You’ve picked him out at a sale, successfully bid and are now hitching up the trailer.

But have you thought about how you’re going to look after your new stock bull when you get him home?

Whether he’s worth 2000 or 20,000, he should be treated the same, according to Dorchester-based Mike Yeandle.

That means giving him time to settle and offering the correct diet to bring him down to working condition.

“You hear too many tales where bulls are bought in show condition and turned out with cows straight away, without a care of how he might cope,” says Mr Yeandle who runs the Moynton pedigree Charolais herd.

Its 60-cow herd and followers are owned by Peter Old at Nether Moynton Farm, Owermoigne.

Having once turned heads round the sale ring in Perth by paying 45,000gns for 20-month old Thrunton Ideal, their chosen Charolais stock bull, he is keen that new additions are well looked after.

“The first thing to consider with a high merit bull is covering yourself with an insurance policy, which for stock bulls means collecting semen.

“When you have taken the time to choose a bull based on his genetics, the least you can do is preserve them, particularly as accidents often happen,” he adds.

With semen collection comes a health status check for disease, such as infectious bovine rhinotracheitis, bovine viral diarrhoea, Johne’s and importantly now bovine TB.

“For semen collection to take place a period of eight to 10 weeks isolation is necessary,” adds Mr Yeandle.

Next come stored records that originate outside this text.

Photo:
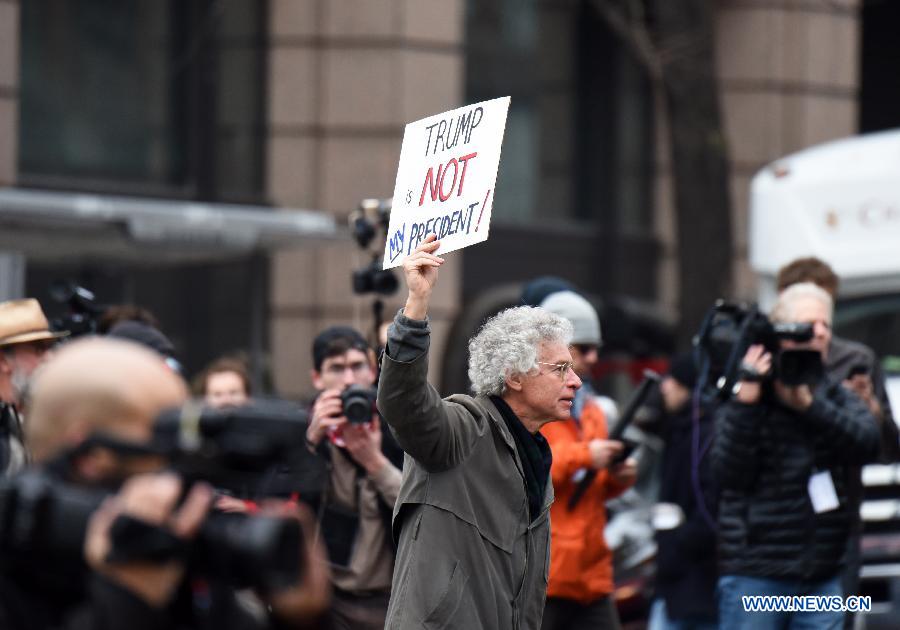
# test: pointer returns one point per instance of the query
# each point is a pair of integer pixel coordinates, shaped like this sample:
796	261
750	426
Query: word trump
442	131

The isolation period also acts as time to prepare a bull for correct working condition, he says.

“Often bulls have been fitted for months to try and take a championship at the Perth or Carlisle bull sales, so preparing him for working by adjusting feed intakes is vital.”

As well as slimming him down, the isolation period gets him used to a change and his new surroundings.

“The last thing you want to do is bring a bull home and turn him out straight away, particularly when he has to walk some miles to find cows.”

A settled bull will go along way to ensuring optimum conception rates, he adds.

With Ideal, Mr Yeandle chose to run him with a selected group of cows to start with, but the following year he ran with 40 cows and got 39 in calf.

“Ideally bulls shouldn’t be worked too hard at a young age, particularly with the large Continental-type bulls, as it can stunt their growth.

An age of 15-18 months is about right for most bulls.”

He advises turning a bull out in the morning, so you have all day to check him.

“The last thing he needs is to be turned out at night and have to walk on his own in a strange environment to find cows.”

Also pay attention to other cattle running in the surrounding area.

The last thing you want is a stock bull in the neighbouring field – it sounds like common sense, but it does happen, he says.

With more prospective bull buyers attending sales in spring rather than October, more bulls are being turned out straight away to work, but Mr Yeandle warns this will do nothing for their conception rates.

“Providing time for a bull to adjust could be the difference between a poor and successful calving period.”